Nel 2003 Aiuola pubblica un loro disco che pare che doveva fare chissà cosa, ma dentro ci vuole solo canzoni di Sebastiano. Francesco ci rimane male ma anche sticazzi. Sebastiano si trasferisce a Milano e due anni dopo Aiuola pubblica un altro suo disco, e anche qui sembra che debba fare la rivoluzione intanto che uscivano Bugo, TARM, Zen Circus ecc. che firmano tutti per etichette grosse o fondano loro stessi etichette grosse. Per tutta risposta Aiuola si disintegra, Sebastiano torna a Roma e da lì in poi, pur cambiando spesso formazione, babalot torna a essere una cosa collettiva di tanta gente, che ogni tanto fa uscire un disco, spesso poco utile a capire cosa succede realmente in sala prove. Fa qualche concertino in giro per locali e centri sociali scambiandosi palchi e cavetti e sigarette con ragazzi che da lì a poco avrebbero portato quello strano miscuglio di cantautorato pop-rock in giro per palchi ben più grandi e prestigiosi. Dal 2011 babalot scrive, suona e produce in comproprietà con i Pootsie, il progetto folk-progressive di Francesco, Devor e Lollo, che sostanzialmente rapiscono Sebastiano e ogni tanto lo fanno vedere in giro facendo credere che sia ancora libero di dire e fare quello che vuole. Altri nomi che sarebbero dovuti comparire in questa bio ma non c’è stato modo di spiegare perché sono quelli di Tom, Domenico e Isidoro. Voi sapete perché”.
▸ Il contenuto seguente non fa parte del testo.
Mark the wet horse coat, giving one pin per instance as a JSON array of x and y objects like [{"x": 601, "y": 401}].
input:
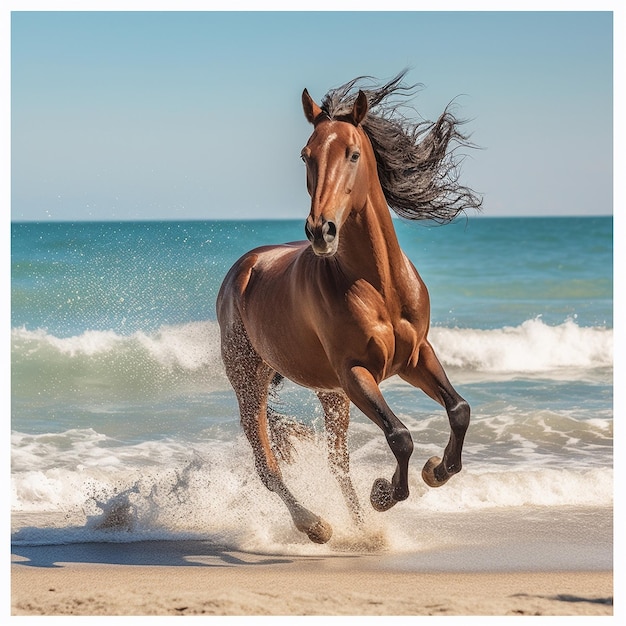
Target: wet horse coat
[{"x": 346, "y": 309}]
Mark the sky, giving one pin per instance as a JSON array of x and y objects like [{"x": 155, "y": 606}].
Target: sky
[{"x": 197, "y": 115}]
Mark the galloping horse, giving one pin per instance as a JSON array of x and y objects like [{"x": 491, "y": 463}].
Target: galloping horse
[{"x": 346, "y": 309}]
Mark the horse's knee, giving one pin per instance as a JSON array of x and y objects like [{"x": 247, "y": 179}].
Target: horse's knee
[
  {"x": 459, "y": 417},
  {"x": 401, "y": 443}
]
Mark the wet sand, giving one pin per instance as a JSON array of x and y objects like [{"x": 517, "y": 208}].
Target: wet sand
[{"x": 198, "y": 578}]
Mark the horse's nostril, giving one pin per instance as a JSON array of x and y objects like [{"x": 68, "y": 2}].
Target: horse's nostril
[
  {"x": 308, "y": 231},
  {"x": 329, "y": 231}
]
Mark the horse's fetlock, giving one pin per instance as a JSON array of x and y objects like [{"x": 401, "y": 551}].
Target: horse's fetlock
[{"x": 400, "y": 442}]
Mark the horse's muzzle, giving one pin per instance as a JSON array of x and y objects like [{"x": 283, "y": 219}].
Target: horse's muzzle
[{"x": 323, "y": 236}]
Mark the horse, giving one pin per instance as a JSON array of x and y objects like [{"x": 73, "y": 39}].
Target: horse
[{"x": 345, "y": 309}]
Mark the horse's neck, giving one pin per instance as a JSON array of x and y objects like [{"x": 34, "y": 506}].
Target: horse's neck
[{"x": 371, "y": 246}]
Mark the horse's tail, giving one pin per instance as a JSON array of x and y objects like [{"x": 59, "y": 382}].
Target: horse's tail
[{"x": 283, "y": 428}]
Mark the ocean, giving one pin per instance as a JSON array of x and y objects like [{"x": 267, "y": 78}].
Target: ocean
[{"x": 124, "y": 427}]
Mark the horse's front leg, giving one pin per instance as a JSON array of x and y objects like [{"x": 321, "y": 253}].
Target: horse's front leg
[
  {"x": 250, "y": 378},
  {"x": 337, "y": 417},
  {"x": 362, "y": 389},
  {"x": 429, "y": 376}
]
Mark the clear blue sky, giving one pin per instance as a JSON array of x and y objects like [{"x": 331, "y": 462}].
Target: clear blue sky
[{"x": 118, "y": 115}]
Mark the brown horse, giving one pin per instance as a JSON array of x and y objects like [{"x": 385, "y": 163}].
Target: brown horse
[{"x": 346, "y": 309}]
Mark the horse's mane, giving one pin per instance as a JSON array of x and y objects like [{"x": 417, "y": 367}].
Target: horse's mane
[{"x": 417, "y": 161}]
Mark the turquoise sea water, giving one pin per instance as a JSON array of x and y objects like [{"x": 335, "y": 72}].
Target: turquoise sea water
[{"x": 118, "y": 390}]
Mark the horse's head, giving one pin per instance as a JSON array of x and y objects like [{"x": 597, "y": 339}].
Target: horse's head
[{"x": 335, "y": 172}]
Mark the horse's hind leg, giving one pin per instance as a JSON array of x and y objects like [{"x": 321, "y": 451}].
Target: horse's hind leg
[
  {"x": 363, "y": 390},
  {"x": 337, "y": 417},
  {"x": 250, "y": 378},
  {"x": 431, "y": 378}
]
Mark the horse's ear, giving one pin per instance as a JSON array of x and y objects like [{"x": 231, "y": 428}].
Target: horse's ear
[
  {"x": 359, "y": 110},
  {"x": 311, "y": 110}
]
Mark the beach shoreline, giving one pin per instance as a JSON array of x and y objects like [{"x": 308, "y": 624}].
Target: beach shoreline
[
  {"x": 231, "y": 583},
  {"x": 524, "y": 562}
]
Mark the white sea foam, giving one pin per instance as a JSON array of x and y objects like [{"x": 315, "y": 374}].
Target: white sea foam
[
  {"x": 528, "y": 348},
  {"x": 532, "y": 347}
]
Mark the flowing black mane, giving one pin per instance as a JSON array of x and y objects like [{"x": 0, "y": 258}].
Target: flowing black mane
[{"x": 417, "y": 161}]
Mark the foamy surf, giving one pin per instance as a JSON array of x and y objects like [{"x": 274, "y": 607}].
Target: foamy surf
[{"x": 188, "y": 355}]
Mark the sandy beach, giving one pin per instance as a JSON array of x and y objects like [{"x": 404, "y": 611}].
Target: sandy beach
[
  {"x": 239, "y": 584},
  {"x": 198, "y": 578}
]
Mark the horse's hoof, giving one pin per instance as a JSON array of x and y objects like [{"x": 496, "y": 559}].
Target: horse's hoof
[
  {"x": 381, "y": 496},
  {"x": 320, "y": 532},
  {"x": 428, "y": 473}
]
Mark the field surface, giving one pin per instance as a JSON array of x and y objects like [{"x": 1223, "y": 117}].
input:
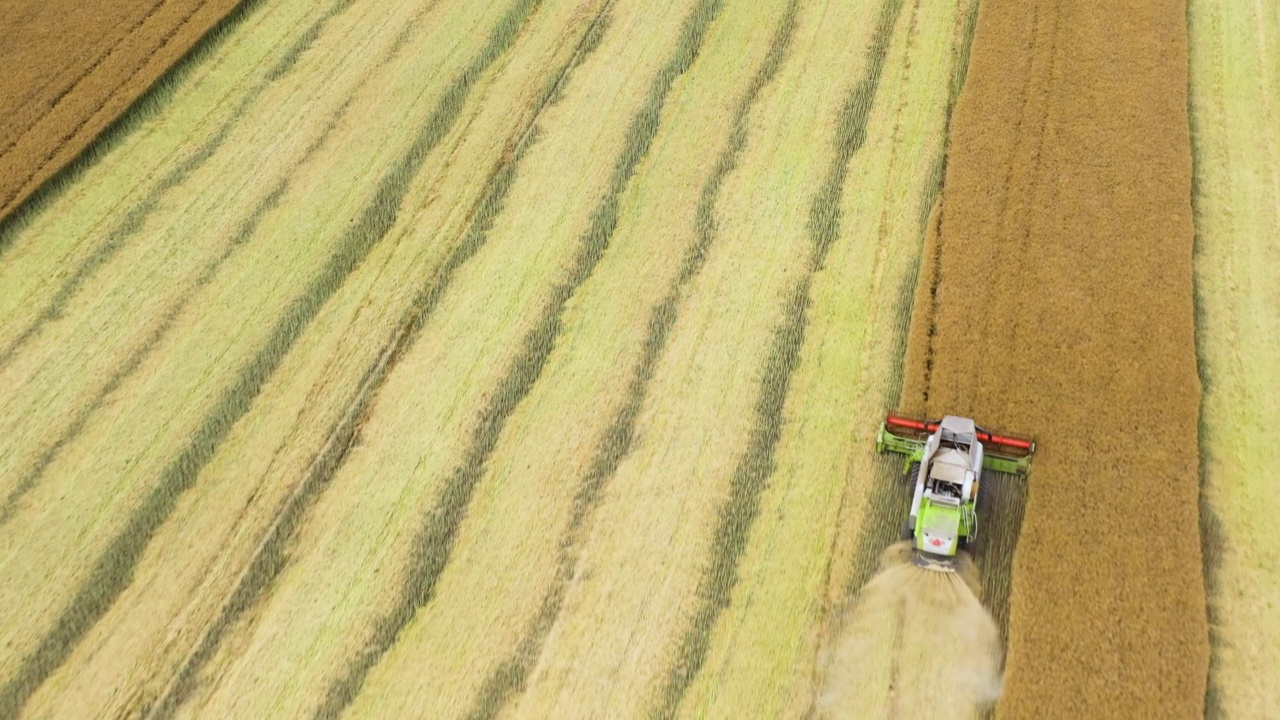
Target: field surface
[
  {"x": 71, "y": 68},
  {"x": 525, "y": 358},
  {"x": 1235, "y": 126}
]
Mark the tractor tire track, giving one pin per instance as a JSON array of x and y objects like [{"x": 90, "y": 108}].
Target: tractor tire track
[
  {"x": 508, "y": 679},
  {"x": 51, "y": 104},
  {"x": 752, "y": 474},
  {"x": 434, "y": 543},
  {"x": 114, "y": 570},
  {"x": 270, "y": 557},
  {"x": 136, "y": 218}
]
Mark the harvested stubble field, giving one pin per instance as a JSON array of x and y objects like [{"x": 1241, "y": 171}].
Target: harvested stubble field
[
  {"x": 71, "y": 68},
  {"x": 525, "y": 359},
  {"x": 1235, "y": 127}
]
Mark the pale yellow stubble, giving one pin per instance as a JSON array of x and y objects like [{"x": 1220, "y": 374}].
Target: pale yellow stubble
[
  {"x": 190, "y": 566},
  {"x": 123, "y": 305},
  {"x": 508, "y": 550},
  {"x": 1235, "y": 113},
  {"x": 351, "y": 555},
  {"x": 763, "y": 651},
  {"x": 50, "y": 547},
  {"x": 635, "y": 592}
]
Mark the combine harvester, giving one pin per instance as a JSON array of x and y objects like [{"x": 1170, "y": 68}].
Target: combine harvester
[{"x": 949, "y": 456}]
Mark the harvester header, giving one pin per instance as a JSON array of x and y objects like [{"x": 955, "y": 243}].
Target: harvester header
[{"x": 949, "y": 456}]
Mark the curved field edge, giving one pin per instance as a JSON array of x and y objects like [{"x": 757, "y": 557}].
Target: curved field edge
[
  {"x": 1234, "y": 109},
  {"x": 1020, "y": 212},
  {"x": 449, "y": 103},
  {"x": 46, "y": 180}
]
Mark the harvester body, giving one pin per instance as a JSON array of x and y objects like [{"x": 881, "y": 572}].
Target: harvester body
[{"x": 949, "y": 456}]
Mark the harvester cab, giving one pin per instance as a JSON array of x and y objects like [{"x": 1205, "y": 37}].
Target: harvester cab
[{"x": 949, "y": 456}]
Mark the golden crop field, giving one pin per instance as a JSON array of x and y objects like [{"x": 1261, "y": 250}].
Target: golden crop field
[{"x": 525, "y": 359}]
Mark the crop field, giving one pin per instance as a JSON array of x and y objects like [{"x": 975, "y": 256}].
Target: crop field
[
  {"x": 1235, "y": 126},
  {"x": 525, "y": 358},
  {"x": 106, "y": 57}
]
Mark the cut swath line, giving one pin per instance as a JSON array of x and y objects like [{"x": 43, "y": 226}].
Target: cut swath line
[
  {"x": 434, "y": 543},
  {"x": 737, "y": 514},
  {"x": 269, "y": 559},
  {"x": 136, "y": 218},
  {"x": 508, "y": 679},
  {"x": 246, "y": 229},
  {"x": 114, "y": 569}
]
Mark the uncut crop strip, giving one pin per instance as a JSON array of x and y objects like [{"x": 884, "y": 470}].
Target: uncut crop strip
[
  {"x": 1235, "y": 131},
  {"x": 60, "y": 647},
  {"x": 132, "y": 57},
  {"x": 1096, "y": 360},
  {"x": 763, "y": 650}
]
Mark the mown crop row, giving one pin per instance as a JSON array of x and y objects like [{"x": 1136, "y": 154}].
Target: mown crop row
[
  {"x": 72, "y": 71},
  {"x": 531, "y": 349}
]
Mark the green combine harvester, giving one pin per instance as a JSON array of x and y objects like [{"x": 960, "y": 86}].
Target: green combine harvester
[{"x": 950, "y": 456}]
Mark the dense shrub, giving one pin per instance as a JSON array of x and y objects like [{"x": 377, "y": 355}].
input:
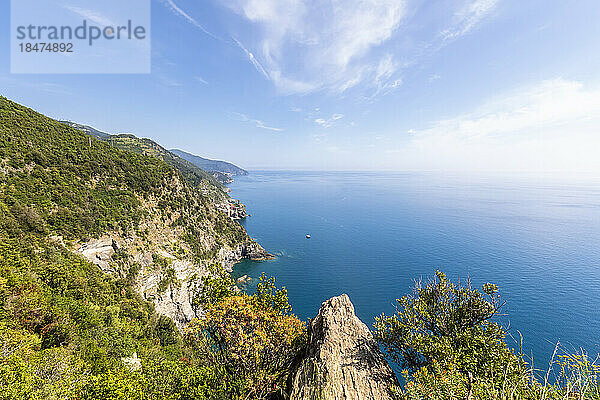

Sei tutto l’indie di cui ho bisogno

Fondata nel 2013 da Giuseppe Piccoli e Gian Marco Perrotta, coinquilini per caso nella periferia di Roma, Sei tutto l’indie di cui ho bisogno è la community di riferimento per la musica indipendente e alternativa italiana. Al momento conta quasi 53.000 fan su Facebook e 38.000 follower su Instagram e numerose collaborazioni con artisti, festival, live club, etichette discografiche, radio, illustratori, network musicali e brand commerciali. Un sguardo curioso alla ricerca della miglior musica presente e futura. Perché l’indie non è un genere, ma un approccio!